The survey found that ransomware still remains the most common cyber threat to SMBs, with 60% of MSPs reporting that their SMB clients have been hit as of Q3 2020. The impact of such attacks keeps growing: the average cost of downtime is now 94% greater than in 2019, and nearly six times higher than it was in 2018 increasing from $46,800 to $274,200 over the past two years, according to Datto’s research. Phishing, poor user practices, and lack of end user security training continue to be the main causes of successful ransomware attacks.
The survey also found that 95% of MSPs consider their businesses to be more at risk, likely due to increasing sophistication and complexity of ransomware attacks. Almost half (46%) of MSPs now partner with specialized Managed Security Service Providers (MSSPs) for IT security assistance – to protect both their clients and their own businesses.
Half of MSP respondents said their clients had increased their budgets for IT security in 2020, perhaps indicating awareness of the ransomware threat is growing. Downtime costs related to ransomware are now nearly 50X greater than the ransom requested.

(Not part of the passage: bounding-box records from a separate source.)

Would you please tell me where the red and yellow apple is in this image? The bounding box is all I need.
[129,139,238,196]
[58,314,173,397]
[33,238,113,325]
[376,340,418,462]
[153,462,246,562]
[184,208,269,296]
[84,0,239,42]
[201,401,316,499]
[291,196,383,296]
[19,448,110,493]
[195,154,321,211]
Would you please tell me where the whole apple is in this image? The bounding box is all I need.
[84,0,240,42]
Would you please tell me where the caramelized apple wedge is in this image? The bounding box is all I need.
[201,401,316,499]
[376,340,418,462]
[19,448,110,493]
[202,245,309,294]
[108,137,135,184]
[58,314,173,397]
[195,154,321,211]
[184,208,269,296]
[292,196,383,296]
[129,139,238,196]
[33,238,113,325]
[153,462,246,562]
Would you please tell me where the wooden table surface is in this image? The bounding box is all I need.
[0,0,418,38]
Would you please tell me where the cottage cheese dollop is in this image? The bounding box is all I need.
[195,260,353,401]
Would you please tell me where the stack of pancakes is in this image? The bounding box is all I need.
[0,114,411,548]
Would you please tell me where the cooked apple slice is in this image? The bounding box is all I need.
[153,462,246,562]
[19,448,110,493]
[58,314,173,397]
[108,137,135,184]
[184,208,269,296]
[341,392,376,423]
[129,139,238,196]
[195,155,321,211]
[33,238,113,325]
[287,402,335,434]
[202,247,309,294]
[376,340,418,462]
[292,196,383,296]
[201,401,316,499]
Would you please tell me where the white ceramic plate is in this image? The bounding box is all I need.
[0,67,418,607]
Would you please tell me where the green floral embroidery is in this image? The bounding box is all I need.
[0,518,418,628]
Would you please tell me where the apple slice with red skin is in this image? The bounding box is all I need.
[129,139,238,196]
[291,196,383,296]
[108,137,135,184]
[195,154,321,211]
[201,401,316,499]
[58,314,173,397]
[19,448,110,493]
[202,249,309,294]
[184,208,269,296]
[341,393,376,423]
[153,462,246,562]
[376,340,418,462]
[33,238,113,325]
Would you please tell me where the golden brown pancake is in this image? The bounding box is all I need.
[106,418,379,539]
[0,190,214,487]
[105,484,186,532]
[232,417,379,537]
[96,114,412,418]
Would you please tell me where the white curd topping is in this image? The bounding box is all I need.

Business continuity and disaster recovery (BCDR) remains the number one solution for combating ransomware, with 91% of MSPs reporting that clients with BCDR solutions in place are less likely to experience significant downtime during an attack. Employee training and endpoint detection and response platforms ranked second and third in tackling ransomware.
More than half (59%) of MSPs said remote work due to COVID-19 resulted in increased ransomware attacks, and 52% of MSPs reported that shifting client workloads to the cloud increased security vulnerabilities. The survey also determined that healthcare was the most vulnerable industry during the pandemic (59%).
The distributed workforce, brought about by Covid-19, is just the latest factor reinforcing the need for companies to be vigilant with cybersecurity.